As yet mostly uninvolved in this struggle are the Chinese, who have relocated their empire southward after civil war and mass starvation and plague (the potato hadn’t come along in time to stave off Malthusian collapse) had depopulated the north, which had then been invaded by the Russians. They currently have waaay too much on their plates, as do the Koreans: with aid of Chinese refugees, the present dynasty has made itself master of Manchuria, only to almost immediately see Russian armies on his border. The only reason the Russians have so far failed to push the Koreans around is that the furthest rail line in Russia does not extend east of the Urals, and transportation is difficult.
The Russians, too, are staying out. They have found that even a depopulated Yellow River plain has too many Chinese to easily handle, especially given the problems of bringing in fresh troops and military supplies across Mongolia or Sianking: the so-called “loyal feudatories” are tolerated by both sides as a useful buffer zone. They also don’t want to get into a fight with the Germans or the Danes: the alliance between the German Polytheist Dogs and the Turkish Jesus-denying Pigs is a fairly informal one, but it’s quite real when it comes to keeping the Russians out of Eastern Europe. (And it’s useful to have if the Franks decide to do any back stabbity-stabbity of their own).
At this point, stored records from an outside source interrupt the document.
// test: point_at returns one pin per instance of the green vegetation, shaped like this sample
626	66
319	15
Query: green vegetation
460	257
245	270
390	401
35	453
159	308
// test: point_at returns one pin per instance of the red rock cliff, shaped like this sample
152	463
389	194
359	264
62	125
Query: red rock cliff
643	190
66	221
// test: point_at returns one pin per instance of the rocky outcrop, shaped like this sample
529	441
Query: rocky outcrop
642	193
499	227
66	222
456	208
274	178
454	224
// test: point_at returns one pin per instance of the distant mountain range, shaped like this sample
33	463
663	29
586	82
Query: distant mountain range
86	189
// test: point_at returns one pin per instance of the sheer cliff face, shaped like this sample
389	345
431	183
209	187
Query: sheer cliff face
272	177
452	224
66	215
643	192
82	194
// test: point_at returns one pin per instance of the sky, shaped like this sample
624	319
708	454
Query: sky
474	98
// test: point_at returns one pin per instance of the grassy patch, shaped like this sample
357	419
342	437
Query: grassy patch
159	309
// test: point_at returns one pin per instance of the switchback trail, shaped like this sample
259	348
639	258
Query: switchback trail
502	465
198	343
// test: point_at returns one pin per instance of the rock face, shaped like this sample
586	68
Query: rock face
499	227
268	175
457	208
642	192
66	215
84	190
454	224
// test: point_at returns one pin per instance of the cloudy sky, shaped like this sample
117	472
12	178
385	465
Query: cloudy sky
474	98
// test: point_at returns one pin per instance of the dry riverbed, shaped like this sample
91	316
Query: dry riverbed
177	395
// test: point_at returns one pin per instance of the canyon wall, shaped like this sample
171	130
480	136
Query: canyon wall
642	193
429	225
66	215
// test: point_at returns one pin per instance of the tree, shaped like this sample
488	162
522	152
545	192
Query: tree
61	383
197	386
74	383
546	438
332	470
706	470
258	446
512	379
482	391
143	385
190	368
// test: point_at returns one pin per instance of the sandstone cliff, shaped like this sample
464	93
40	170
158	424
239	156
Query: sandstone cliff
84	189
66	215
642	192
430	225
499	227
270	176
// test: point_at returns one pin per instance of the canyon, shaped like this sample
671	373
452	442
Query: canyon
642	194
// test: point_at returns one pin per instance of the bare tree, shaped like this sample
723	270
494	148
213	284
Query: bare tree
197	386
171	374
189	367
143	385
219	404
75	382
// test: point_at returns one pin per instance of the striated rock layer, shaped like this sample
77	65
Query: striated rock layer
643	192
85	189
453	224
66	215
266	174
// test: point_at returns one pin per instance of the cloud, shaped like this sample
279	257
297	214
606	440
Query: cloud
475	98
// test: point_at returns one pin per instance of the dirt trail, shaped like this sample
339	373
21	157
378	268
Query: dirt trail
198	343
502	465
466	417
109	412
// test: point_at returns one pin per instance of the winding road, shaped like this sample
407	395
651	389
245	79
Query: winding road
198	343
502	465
As for the Sultan of Bengal, although he’s been getting increasingly worried about European influence in India, the Turks have been rather niggardly in giving steam technology to the other “eye of Islam.” He’ll move to crush the European outposts in the Indian ocean if they seem to be in trouble in the Americas, but otherwise he’s standing pat - as is the Shogun of Japan, which although his ancestors went to the trouble of looking for some “fur lands” of their own, is not very interested in overseas affairs. His Japan has never “given up the gun”, and has the planet’s third largest gunpowder army and plenty of local diseases of their own. Let gaijin invaders beware.
The War of The Worlds begins.
Bruce
[1] In this world, the Kongo kingdom was not devastated by slave-raiding, and the conversion of it’s kings to Christianity and adoption of the crusader ethos - plus a steady flow of European weapons - have led to a massive expansion in the century before 1966, although their control over their eastern territories is patchy at best - and they’re now running into Muslims moving west.